Friday, September 16, 2011

Work Experience and Liquid Crystals

Here's another guest blog from our work experience students. 15 and 16 year-old , Simrit Gill and Rahul Shiveram from Thornden School visited us in October. They got up to a number of activities, but two experiences really impressed them; Sadie Jones took them for a journey across the Galaxy in the Astrodome, and PhD student Mark Herrington showed them his Photonics lab: - this is what they reported ...

“Work experience” often has some mixed connotations; people may find themselves doing anything - perhaps stacking dusty shelves in an insignificant corner of a local grocery store, however, we found ourselves at the University of Southampton.

One might wonder what two GCSE students could do at a prestigious University, however it soon became apparent that there was actually quite a lot we could get up to. We encountered many interesting and mind-blowing research areas in Physics and Astronomy and visited many labs. These experiences included being immersed a film in the Astrodome, exploring labs where researchers are trying to find new and efficient ways to run the internet and a lab where their mission is to find a way to make lasers more powerful.

Our science classes have always taught us that there are 3 states of matter: Solids, Liquids and Gases. However, it's not quite that simple - according to the liquid crystal lab at The University of Southampton there are about five times that number! [Although there are 10 or 15 different liquid crystal phases we would call each of these a different mesophase and in terms of states of matter say that there are 5- Solid, liquid crystal, liquid, gas and plasma. According to Mark shown below - Ed.]

Liquid Crystals are an odd phenomena that most people associate with their flat screen TVs at home, unsurprisingly, they have many more uses. In the lab we were shown around, they were being used as a kind of ‘valve’ which could control the flow of light by electrifying a plate filled with a well known liquid crystal dubbed as ‘E7’. The way the ‘valve’ works is, well, complicated…but here goes.

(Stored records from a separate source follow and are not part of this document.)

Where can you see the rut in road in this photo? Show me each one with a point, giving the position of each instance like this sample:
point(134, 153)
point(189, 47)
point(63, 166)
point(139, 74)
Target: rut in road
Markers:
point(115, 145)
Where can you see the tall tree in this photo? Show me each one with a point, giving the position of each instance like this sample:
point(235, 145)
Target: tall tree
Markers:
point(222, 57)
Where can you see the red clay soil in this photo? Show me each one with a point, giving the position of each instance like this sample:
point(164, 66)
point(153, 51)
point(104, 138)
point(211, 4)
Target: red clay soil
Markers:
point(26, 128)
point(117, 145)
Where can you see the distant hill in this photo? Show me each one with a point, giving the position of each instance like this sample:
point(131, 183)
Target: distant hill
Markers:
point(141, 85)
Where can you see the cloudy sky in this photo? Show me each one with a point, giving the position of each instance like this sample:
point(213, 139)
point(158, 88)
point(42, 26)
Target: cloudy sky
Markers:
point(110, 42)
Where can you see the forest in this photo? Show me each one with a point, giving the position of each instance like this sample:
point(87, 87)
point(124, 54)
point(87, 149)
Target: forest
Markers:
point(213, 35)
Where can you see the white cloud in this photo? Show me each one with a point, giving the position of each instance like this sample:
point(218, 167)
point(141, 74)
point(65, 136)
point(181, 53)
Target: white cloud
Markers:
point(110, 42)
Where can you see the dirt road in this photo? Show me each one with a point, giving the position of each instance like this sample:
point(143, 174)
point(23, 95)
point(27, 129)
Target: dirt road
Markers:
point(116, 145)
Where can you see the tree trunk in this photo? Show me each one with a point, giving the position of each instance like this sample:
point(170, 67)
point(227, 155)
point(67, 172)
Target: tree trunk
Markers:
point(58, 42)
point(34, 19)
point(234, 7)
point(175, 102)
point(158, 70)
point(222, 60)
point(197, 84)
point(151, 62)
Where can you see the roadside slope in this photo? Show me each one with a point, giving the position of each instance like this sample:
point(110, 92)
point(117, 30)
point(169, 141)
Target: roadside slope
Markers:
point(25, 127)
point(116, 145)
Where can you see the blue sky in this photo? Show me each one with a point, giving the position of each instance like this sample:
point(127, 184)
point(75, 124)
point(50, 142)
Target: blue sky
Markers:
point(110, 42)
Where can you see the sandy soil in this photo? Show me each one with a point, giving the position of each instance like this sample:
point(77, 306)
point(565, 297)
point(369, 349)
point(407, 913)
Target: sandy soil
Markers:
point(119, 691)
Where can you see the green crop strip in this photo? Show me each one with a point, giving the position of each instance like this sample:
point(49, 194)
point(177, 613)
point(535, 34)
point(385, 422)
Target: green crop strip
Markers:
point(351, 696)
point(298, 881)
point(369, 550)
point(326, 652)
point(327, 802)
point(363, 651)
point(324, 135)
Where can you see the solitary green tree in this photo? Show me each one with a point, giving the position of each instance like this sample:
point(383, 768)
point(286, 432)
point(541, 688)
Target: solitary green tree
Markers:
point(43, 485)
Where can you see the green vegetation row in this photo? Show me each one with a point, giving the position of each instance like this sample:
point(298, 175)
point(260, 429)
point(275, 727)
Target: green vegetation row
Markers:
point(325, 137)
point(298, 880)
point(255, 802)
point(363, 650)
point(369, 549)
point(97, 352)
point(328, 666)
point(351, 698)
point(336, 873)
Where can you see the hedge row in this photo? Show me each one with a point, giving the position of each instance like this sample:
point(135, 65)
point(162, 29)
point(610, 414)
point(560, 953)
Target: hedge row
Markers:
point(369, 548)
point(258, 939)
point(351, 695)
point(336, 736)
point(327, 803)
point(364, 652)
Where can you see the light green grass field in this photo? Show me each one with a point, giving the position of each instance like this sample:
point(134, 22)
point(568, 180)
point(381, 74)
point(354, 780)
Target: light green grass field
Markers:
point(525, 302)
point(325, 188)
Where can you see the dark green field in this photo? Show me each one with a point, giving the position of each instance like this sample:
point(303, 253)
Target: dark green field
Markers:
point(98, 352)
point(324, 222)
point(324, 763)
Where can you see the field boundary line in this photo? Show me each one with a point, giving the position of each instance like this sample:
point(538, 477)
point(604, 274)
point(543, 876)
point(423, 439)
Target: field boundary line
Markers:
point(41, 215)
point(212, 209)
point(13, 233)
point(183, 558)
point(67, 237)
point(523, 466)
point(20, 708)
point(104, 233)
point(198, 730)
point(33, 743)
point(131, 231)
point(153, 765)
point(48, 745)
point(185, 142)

The system starts off with unpolarised light which is made up of light travelling in all sorts of orientations. The laser is shone through a polariser, (similar to the 3D glasses used in the cinema), which filters out one orientation of light. The beam then travels through a liquid crystal which has its molecules lined up in the same orientation as the polariser. So, as you can imagine, the light travels straight through with ease. However, if you wish to shut the valve ‘off’ which involves running an electric current through the liquid crystal, which switches the orientation of the molecules by 90 degrees. Then it works like a venetian blinds and blocks off the light.

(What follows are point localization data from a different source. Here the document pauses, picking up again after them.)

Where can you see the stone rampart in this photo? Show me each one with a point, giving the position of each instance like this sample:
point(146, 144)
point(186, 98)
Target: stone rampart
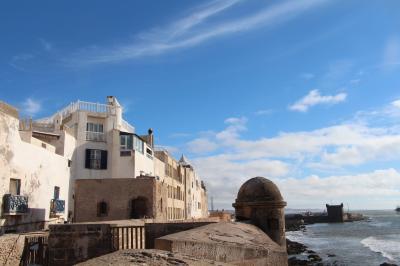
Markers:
point(159, 229)
point(73, 243)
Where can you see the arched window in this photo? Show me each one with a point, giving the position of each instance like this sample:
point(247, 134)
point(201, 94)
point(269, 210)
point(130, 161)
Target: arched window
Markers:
point(102, 209)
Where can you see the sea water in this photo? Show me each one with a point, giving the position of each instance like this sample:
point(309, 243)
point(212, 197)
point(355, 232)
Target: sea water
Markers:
point(370, 242)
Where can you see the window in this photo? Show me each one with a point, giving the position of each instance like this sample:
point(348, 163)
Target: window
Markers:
point(125, 153)
point(94, 132)
point(92, 127)
point(102, 209)
point(126, 142)
point(56, 192)
point(137, 144)
point(15, 186)
point(129, 142)
point(96, 159)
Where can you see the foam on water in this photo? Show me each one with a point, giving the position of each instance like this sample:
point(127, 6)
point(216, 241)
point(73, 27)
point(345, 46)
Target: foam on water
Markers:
point(389, 248)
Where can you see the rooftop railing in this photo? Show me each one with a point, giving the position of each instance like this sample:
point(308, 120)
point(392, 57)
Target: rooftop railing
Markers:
point(127, 126)
point(15, 204)
point(95, 136)
point(57, 206)
point(89, 107)
point(80, 106)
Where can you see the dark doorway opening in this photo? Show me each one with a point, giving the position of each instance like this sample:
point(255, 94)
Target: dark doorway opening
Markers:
point(138, 208)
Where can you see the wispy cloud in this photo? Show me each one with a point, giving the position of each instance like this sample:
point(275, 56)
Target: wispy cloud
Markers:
point(264, 112)
point(31, 107)
point(307, 76)
point(18, 62)
point(187, 32)
point(292, 159)
point(315, 98)
point(391, 56)
point(47, 46)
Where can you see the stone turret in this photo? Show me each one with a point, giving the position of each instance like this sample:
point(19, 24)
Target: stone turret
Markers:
point(260, 202)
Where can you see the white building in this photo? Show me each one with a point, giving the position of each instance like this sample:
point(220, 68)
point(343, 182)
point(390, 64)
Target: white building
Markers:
point(89, 141)
point(34, 179)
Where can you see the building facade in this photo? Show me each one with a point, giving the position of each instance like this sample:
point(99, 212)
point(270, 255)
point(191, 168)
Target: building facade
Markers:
point(34, 176)
point(96, 143)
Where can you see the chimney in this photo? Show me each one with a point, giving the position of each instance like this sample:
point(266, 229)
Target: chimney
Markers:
point(151, 137)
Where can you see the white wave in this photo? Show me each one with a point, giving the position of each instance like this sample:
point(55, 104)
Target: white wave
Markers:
point(380, 224)
point(386, 247)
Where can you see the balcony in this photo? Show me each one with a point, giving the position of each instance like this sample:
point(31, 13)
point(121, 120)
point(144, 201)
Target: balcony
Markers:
point(95, 136)
point(57, 206)
point(15, 204)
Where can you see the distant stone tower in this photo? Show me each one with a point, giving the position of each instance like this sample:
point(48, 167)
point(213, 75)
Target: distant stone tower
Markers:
point(260, 202)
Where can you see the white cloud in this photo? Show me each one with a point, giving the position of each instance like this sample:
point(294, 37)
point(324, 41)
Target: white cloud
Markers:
point(315, 98)
point(201, 145)
point(31, 107)
point(307, 76)
point(293, 160)
point(187, 32)
point(391, 56)
point(19, 61)
point(264, 112)
point(46, 44)
point(396, 104)
point(374, 190)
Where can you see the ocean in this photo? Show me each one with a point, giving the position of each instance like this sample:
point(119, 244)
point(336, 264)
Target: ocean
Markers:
point(369, 242)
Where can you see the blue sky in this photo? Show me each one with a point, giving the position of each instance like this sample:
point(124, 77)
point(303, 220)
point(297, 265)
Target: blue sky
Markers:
point(303, 92)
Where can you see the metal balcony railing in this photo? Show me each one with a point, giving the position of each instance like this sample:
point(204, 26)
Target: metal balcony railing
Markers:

You must be wondering why blocking light out electrically could be useful, surely you could use a piece of black card? In fact, this mechanism would be extremely useful when switching something on and off rapidly for use in an optical computer (a computer using light signals instead of electrical signals as the method of transmitting information). We got to watch/partake in was the fabrication of the liquid crystal cell itself.